The Salisbury Poisonings is a fact-based drama television series, starring Anne-Marie Duff, Rafe Spall and Annabel Scholey which portrays the 2018 Novichok poisonings and decontamination crisis in Salisbury, England, and the subsequent Amesbury poisonings. The series was broadcast in three parts on BBC One in June 2020, and has been shown in four parts elsewhere.

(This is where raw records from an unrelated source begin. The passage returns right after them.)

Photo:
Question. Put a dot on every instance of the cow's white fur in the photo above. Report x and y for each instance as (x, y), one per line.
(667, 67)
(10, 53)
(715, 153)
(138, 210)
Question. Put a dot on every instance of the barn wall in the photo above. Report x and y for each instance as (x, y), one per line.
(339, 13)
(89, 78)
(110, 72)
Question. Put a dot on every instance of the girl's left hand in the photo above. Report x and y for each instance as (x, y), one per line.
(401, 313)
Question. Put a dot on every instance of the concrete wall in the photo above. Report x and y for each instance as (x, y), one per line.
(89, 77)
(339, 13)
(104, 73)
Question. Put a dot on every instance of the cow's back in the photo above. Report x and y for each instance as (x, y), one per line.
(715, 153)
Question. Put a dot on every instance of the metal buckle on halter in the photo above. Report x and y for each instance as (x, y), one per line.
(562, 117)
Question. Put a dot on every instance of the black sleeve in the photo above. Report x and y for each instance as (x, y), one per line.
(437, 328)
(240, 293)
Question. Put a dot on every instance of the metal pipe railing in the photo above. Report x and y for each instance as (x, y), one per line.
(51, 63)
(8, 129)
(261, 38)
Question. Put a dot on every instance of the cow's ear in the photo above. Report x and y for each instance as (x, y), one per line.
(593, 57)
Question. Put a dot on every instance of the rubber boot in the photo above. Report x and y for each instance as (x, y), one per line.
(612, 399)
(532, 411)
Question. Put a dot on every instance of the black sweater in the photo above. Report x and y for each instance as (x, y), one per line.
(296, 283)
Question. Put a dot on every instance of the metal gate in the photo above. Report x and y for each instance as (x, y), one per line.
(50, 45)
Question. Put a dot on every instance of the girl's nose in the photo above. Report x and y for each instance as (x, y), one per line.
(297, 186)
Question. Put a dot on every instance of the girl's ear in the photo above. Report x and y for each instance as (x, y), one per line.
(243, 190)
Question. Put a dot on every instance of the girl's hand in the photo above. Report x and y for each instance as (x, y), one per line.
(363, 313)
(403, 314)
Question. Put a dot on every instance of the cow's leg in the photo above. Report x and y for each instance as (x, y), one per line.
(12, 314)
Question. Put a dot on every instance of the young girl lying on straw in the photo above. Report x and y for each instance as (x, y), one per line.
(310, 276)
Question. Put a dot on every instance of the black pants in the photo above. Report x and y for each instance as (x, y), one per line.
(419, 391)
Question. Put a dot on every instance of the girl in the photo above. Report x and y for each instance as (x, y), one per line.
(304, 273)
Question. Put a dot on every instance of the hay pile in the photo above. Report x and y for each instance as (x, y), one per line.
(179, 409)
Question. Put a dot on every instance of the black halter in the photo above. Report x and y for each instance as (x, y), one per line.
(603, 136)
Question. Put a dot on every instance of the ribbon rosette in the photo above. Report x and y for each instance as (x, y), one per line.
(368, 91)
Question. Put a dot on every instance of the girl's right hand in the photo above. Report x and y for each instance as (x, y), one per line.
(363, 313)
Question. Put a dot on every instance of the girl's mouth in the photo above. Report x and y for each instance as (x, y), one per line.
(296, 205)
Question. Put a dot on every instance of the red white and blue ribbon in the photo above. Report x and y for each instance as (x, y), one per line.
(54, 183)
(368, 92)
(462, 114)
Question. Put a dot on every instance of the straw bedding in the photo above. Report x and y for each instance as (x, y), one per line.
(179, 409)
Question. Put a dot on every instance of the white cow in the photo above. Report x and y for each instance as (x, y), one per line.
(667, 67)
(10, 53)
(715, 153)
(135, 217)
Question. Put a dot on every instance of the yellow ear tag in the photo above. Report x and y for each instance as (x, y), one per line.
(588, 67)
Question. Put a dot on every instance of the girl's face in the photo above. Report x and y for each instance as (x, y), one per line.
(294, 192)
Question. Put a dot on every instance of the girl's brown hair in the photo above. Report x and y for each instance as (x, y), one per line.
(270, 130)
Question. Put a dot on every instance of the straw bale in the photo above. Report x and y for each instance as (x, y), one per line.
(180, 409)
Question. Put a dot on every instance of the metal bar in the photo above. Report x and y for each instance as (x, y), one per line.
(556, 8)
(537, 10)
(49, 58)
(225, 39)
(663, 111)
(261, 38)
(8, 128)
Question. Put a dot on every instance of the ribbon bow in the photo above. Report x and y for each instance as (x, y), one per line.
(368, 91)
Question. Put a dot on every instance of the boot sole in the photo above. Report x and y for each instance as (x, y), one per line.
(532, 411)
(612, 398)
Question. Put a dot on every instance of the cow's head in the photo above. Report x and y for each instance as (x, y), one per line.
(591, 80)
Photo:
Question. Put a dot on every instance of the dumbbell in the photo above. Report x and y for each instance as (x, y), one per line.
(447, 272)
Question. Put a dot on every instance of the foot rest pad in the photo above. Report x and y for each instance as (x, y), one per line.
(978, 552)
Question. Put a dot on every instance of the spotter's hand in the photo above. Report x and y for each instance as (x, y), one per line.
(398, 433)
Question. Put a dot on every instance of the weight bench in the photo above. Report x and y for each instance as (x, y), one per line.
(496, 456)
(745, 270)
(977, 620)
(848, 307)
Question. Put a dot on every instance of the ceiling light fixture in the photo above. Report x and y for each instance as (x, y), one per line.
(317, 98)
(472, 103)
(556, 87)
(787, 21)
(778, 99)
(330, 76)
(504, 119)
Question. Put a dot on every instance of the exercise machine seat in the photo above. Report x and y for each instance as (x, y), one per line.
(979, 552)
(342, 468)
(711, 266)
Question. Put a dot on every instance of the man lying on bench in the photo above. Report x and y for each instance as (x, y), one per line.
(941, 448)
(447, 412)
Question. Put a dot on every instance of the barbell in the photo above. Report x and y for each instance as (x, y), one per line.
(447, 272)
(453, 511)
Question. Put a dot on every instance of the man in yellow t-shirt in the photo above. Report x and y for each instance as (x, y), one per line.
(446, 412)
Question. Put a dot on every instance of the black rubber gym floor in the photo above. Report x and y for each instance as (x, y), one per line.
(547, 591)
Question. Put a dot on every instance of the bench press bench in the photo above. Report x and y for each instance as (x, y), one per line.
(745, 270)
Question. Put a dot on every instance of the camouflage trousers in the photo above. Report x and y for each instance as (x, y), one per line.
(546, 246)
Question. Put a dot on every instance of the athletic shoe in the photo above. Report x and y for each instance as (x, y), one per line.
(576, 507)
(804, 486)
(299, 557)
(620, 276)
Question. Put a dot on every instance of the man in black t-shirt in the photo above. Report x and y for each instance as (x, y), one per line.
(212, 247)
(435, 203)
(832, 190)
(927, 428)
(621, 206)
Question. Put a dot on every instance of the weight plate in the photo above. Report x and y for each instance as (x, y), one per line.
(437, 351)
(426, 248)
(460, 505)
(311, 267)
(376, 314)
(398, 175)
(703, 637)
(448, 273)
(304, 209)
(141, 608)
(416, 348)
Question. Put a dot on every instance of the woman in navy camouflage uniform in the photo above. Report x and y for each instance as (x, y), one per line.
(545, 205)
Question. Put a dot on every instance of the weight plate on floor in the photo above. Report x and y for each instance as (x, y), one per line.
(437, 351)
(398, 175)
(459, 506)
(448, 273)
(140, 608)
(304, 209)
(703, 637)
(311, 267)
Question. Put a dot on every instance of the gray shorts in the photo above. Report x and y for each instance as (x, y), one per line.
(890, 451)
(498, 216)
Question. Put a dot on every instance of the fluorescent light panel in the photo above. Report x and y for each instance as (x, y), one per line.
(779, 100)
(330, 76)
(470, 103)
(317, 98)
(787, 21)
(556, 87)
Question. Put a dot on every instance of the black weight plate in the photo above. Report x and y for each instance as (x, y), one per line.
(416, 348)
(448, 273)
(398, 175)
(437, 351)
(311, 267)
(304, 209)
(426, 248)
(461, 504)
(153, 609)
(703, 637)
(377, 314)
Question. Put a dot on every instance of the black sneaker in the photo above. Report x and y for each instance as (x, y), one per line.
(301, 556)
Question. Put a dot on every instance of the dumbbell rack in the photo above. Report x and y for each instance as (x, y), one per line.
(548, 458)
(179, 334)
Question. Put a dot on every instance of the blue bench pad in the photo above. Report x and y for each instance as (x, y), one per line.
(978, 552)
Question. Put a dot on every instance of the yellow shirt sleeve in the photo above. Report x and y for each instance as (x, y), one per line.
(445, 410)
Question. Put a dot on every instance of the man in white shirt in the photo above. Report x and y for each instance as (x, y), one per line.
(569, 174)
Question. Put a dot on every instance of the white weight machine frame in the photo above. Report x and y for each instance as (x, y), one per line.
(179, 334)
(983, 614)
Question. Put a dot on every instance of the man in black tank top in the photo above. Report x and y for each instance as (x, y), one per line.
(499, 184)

It was created by Adam Patterson and Declan Lawn for Dancing Ledge Productions.

==Synopsis==
On 4 March 2018, emergency services receive a call to attend to Sergei and Yulia Skripal who have been found unconscious on a park bench in Salisbury city centre. Medical practitioners are initially puzzled by their illness, and police and the local public health department become involved. A national emergency is precipitated when it is learned that Skripal is a former Russian military intelligence officer who acted as a double agent for the UK's intelligence services during the 1990s and early 2000s. It emerges that he and his daughter were poisoned with a highly potent Novichok agent which was smeared on the front-door handle of their residence. The docudrama also deals with the incidental exposure of several other persons, including a police officer and an uninvolved couple who found a perfume bottle containing the nerve agent which they administered to themselves. At the end of the series, the real-life people involved in the story are pictured returning to the scene, and some film is shown of Dawn Sturgess, the only person to die from their exposure to the Novichok.

==Cast==
- Anne-Marie Duff as Tracy Daszkiewicz
- William Houston as Ted Daszkiewicz
- Rafe Spall as DS Nick Bailey
- Annabel Scholey as Sarah Bailey
- Darren Boyd as Supt Dave Minty
- Nigel Lindsay as DCC Paul Mills
- Amber Agar as DI Lata Mishra
- Wayne Swann as Sergei Skripal
- Jill Winternitz as Yulia Skripal
- Johnny Harris as Charlie Rowley
- Barry Aird as Matthew Rowley
- MyAnna Buring as Dawn Sturgess
- Stella Gonet as Caroline Sturgess
- Melanie Gutteridge as Claire Sturgess
- Ron Cook as Stan Sturgess
- Mark Addy as Ross Cassidy
- Clare Burt as Mo Cassidy
- Duncan Pow as Dr. James Haslam
- Emma Stansfield as Nurse Emma Black
- Shereen Martin as Dr. Rebecca Jenner
- Jonathan Slinger as Prof. Tim Atkins
- Andrew Brooke as Alistair Cunningham
- Chris Wilson as Police Officer
- Kimberley Nixon as Hannah Mitchell
- Michael Shaeffer as Stephen Kemp
- Remy Beasley as Georgia
- Sophia Ally as Gracie Sturgess
- Judah Cousin as Toby Daszkiewicz
- Stephanie Gil as Ellie Bailey
- Kiera Thompson as Annie Bailey
- Mark Horton as Craig

==Episodes==

| No. | Title | Directed by | Written by | Original release date | UK viewers (millions) |
| 1 | "Episode 1" | Saul Dibb | Adam Patterson & Declan Lawn | 14 June 2020 | 11.65 |
The Skripals and DS Bailey fight to survive, whilst the director of public health in Wiltshire, Tracy Daszkiewicz, and the emergency services try to locate the source of the nerve agent to prevent further casualties.
| 2 | "Episode 2" | Saul Dibb | Adam Patterson & Declan Lawn | 15 June 2020 | 10.77 |
CID officer Nick Bailey’s condition worsens as Tracy struggles to protect local residents against the numerous deposits of Novichok being found across the city.
| 3 | "Episode 3" | Saul Dibb | Adam Patterson & Declan Lawn | 16 June 2020 | 10.39 |
Several months later, the city is starting to forget and heal—until a scavenged perfume bottle leads to tragic consequences for local couple Dawn and Charlie.

==Reception==
Writing in The Guardian, Lucy Mangan praised the show's script and direction as being "admirably restrained", and compared the calm actions of its characters facing a "new normal" to the reactions of the public during the COVID-19 pandemic.

== Release and distribution ==
Worldwide distribution is handled by Fremantle. In June 2020 it was announced that AMC signed an agreement with Fremantle to exclusively broadcast the show in the United States. The AMC broadcast is slated to premiere 25 January 2021.

The series was shown over four nights on SBS TV in Australia from 24 August 2020.

In December 2021 the series was re-released on Netflix and Disney Plus.